The Via Flaminia was/is a Roman road leading from the city of Rome over the Apennine Mountains to Ariminum on the coast of the Adriatic Sea. This was the major option the Romans had for travel between Etruria, Latium and Campania and the Po Valley as the mountain trails weren’t a viable option for most. It leaves Rome, goes through the mountains and ends up in Cagli. From there it descends the eastern slope through several cities on the coast and goes north to Rimini. To put things simply it was an important trade route, and the best option for travel at the time.

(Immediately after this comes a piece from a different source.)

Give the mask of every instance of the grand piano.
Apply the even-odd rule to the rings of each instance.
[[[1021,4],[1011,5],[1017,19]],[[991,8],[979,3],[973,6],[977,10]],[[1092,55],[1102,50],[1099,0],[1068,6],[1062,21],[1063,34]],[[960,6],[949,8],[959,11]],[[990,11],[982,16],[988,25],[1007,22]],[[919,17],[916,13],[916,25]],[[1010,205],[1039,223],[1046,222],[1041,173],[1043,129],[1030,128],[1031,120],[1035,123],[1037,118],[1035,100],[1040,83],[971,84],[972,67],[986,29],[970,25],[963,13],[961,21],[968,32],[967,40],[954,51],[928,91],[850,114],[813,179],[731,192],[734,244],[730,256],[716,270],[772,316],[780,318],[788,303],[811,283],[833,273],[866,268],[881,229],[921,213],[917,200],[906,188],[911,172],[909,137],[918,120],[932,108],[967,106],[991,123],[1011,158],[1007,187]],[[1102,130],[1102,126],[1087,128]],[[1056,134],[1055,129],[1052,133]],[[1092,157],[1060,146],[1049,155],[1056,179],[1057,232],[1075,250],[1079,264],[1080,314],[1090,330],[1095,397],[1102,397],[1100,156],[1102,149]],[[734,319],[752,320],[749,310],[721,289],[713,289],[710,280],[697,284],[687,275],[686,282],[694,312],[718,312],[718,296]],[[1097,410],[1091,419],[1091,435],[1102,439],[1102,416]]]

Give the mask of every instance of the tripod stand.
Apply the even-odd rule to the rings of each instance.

Gaius Flaminius originally constructed it in 220 BC. Frequent improvements were made to it during the imperial period. Augustus, when he instituted a general restoration of the roads of Italy reserved the it for himself. Vespasian constructed a new tunnel through the pass of Intercisa and later Trajan repaired several bridges along the road. In the Middle Ages it was known as the Ravenna road, as it led to the then more important city of Ravenna. Following the end of Ravenna, it fell into disuse during the Lombard period, but was partially reconstructed in the Renaissance era and continued to be of military importance down to the Napoleonic era and World War II.

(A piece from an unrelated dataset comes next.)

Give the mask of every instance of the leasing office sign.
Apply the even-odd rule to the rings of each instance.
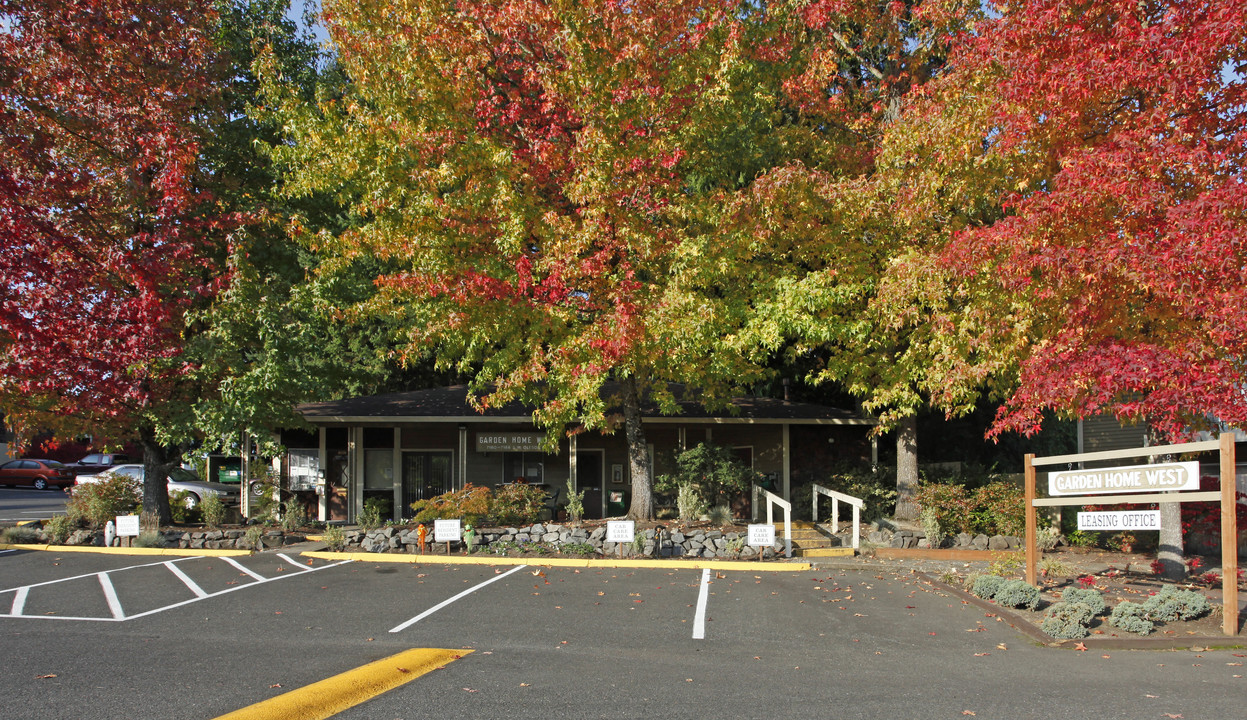
[[[1058,470],[1048,473],[1048,494],[1053,496],[1198,489],[1198,462]]]
[[[489,432],[476,436],[477,452],[541,452],[542,433]]]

The importance of the ancient Via Flaminia was during the period of Roman expansion in the 3rd century BC and 2nd century BC, as it was the cheaper sea route, a main axis of transportation by which wheat from the Po valley supplied Rome and central Italy. During the period of Roman decline, the Flaminia was the main road leading into the center of Italy. It was taken by Julius Caesar at the beginning of the civil war, but also by various barbarian hordes, Byzantine generals, and the like. A number of major battles were fought on or near the Via Flaminia, for example at Sentinum and near Tadinum. In the early Middle Ages, the road was controlled by the Eastern Empire and was a civilizing influence. It is part of what is known as the “Byzantine Corridor”. However, it is no longer considered convenient, as it is essentially inaccessible to modern traffic between northern Italy and the capital.